Italian politician (1946–2025)

Emerenzio Barbieri (19 October 1946 – 15 June 2025) was an Italian politician.

== Life and career ==
Barbieri was born in Reggio Emilia on 19 October 1946. During his early life, he was a member of the Christian Democrats and Christian Democratic Center.

He was elected for the first time to the Chamber of Deputies in the 2001 elections, in the single-member constituency of Agrate Brianza, representing the House of Freedoms.

In the XIV Legislature, he was secretary of the Public and Private Employment Commission; he was also a member of the Culture, Science and Education Commission; the Parliamentary Commission for the control of the activities of the bodies managing compulsory forms of social security and assistance; of the Parliamentary Delegation to the Assembly of the Council of Europe; of the Parliamentary Delegation to the Assembly of the Western European Union.

In the 2006 elections, he was re-elected deputy on the lists of the Unione di Centro (UDC), this time in the Emilia-Romagna constituency.

In the XV Legislature, he was Vice-President of the Culture, Science and Education Commission.

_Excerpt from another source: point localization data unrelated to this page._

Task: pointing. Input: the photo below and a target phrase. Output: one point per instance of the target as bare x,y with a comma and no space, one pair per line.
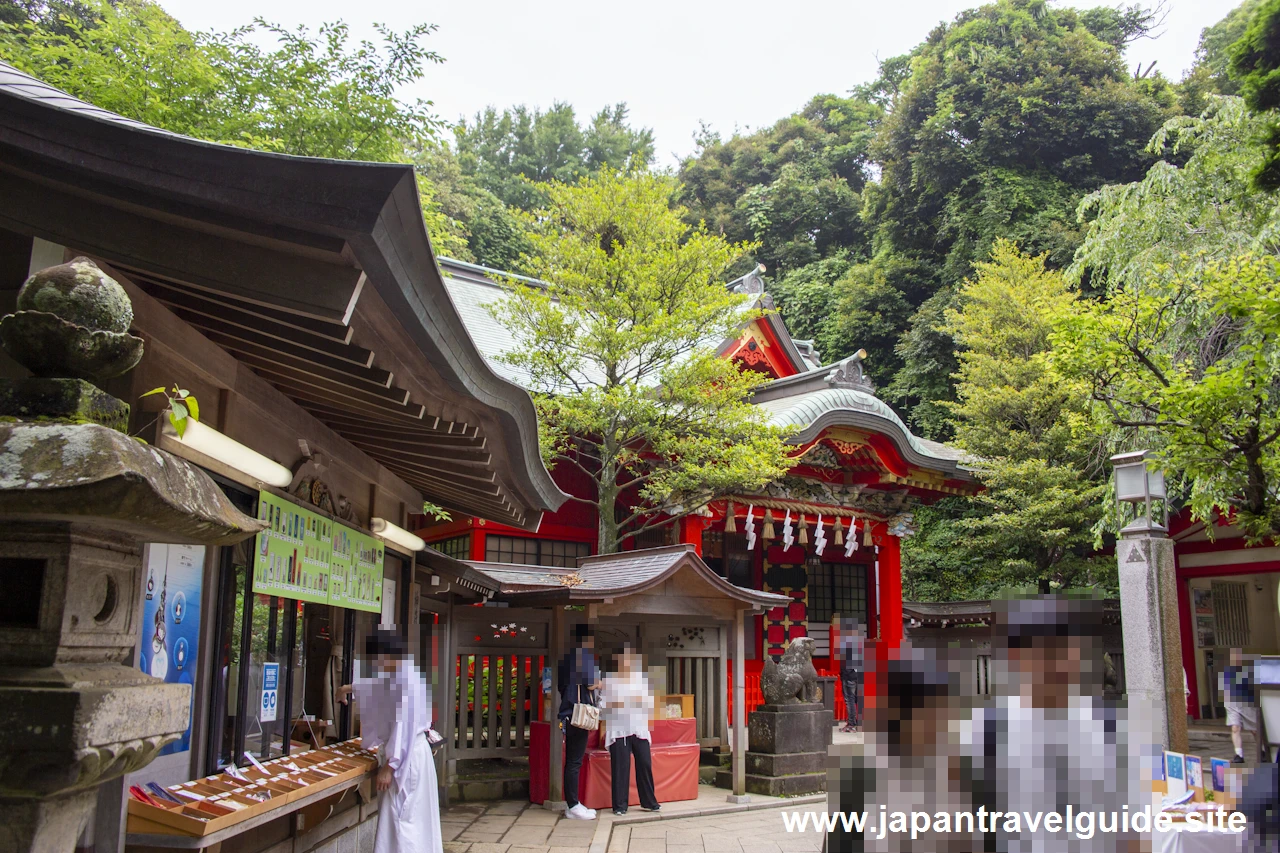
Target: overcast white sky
731,63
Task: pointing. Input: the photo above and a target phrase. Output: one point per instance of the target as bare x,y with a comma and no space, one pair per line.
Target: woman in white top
627,706
394,717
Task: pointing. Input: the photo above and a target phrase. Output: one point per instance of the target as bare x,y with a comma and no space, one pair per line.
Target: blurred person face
1048,669
926,725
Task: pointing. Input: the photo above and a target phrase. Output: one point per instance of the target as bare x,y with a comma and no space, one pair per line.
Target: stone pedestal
77,502
787,749
1152,643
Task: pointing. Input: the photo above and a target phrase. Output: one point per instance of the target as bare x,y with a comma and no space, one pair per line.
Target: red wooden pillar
890,588
691,532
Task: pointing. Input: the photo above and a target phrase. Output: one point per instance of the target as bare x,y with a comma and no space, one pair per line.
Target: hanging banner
293,552
170,620
356,570
306,556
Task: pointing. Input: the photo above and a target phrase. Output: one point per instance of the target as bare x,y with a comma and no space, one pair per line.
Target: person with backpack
906,763
396,719
1242,705
851,649
1051,742
580,680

Already critical of the UDC line, he supported the minority motion led by Carlo Giovanardi at the III Congress in 2007.

On 4 February 2008, together with Giovanardi himself, he left the UDC and founded the Popular Liberal movement, which then joined Silvio Berlusconi's new political project, the People of Freedom. In the 2008 elections he was therefore re-elected as a deputy, on the lists of the People of Freedom in the Emilia-Romagna constituency. He became a member of the Board of Directors of the PdL in the Chamber of Deputies. He did not run for re-election in 2013.

Barbieri died on 15 June 2025, at the age of 78.